Das Stadtviertel Barrí Vell ist mindestens genauso schön wie das Barri Gòtic in Barcelona, ist aber viel leerer und fühlt sich wesentlich authentischer an. Denn hier gibt’s nicht nur die schönsten und ältesten Gebäude der Stadt, sondern auch die Universität von Girona. Viele Studenten tummeln sich in den Cafés und Bars des Viertels, das von einer riesigen, weißen Kathedrale überragt wird: Auf der dramatischen Barocktreppe der Kirche wurde die Szene der Erfolgsserie „Game of Thrones“ gedreht, in der Königin Cersei den Weg der Schande über sich ergehen lassen muss. Eine weitere Attraktion sind die arabischen Bäder von Girona: eine uralte, romanische Badeanlage, die wegen ihrer mystischen und gut erhaltenen Architektur ebenfalls als Drehort der Serie diente. Der Eintritt kostet nur zwei Euro.
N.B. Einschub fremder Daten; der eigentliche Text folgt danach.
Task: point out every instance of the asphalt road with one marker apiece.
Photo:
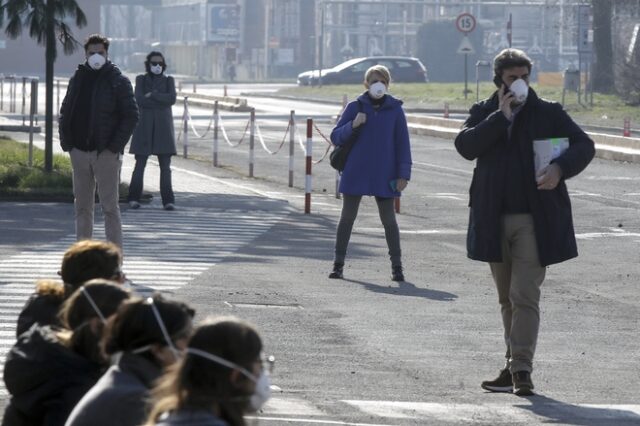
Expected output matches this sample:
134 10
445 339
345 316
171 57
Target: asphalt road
366 350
Auf der alten Stadtmauer von Girona kann man kostenlos auf dem sogenannten Passeig Arqueològic spazieren und hat von dort einen wunderbaren Ausblick über die Stadt. Im jüdischen Viertel El Call gibt es ein Labyrinth aus steinernen Gassen und mittelalterlichen Gebäuden zu erkunden. Achtung: Hohe Schuhe sind bei den zahlreichen Treppen, die man dabei steigen muss, keine gute Idee. In der Carrer de la Força 8 befindet sich ein sehr sehenswertes Museum zur jüdischen Geschichte der Stadt. Wer abends nach einem langen Tag der Erkundung müde und hungrig geworden ist kann in der Carrer de la Cort Reial in einem der vielen Restaurants köstliche Tapas zu erschwinglichen Preisen essen und dazu spanischen Wein trinken.

Das Blumenfest

Wer Girona in seinem buntesten Gewand sehen will, der sollte im Frühling in die Stadt reisen: Vom 11. Mai bis zum 19. Mai findet nämlich jedes Jahr das Blumenfest Temps de Flors statt, bei dem das gesamte Barrí Vell mit Blüten-Teppichen, Skulpturen und Licht-Installationen in Szene gesetzt wird. Noch viele Wochen danach findet man in der ganzen Stadt Kunstwerke aus Papierblumen, imposant aufgetürmt auf den vielen öffentlichen Plätzen, oft aber auch ganz versteckt in einer der unzähligen Gassen Gironas.

Anreise

Will man nur einen Tagestrip in die Stadt unternehmen, so kann man sie in nur 40 Minuten mit dem Schnellzug von Barcelona aus erreichen. Deshalb wird sie auch von zahlreichen europäischen Billigairlines als Ausweichflughafen für die katalanische Hauptstadt genutzt. So fliegt Ryanair zum Beispiel von Karlsruhe, Memmingen und Bremen aus direkt nach Girona. Wer auf einem Roadtrip unterwegs ist, für den ist auch die französische Grenze nicht weit.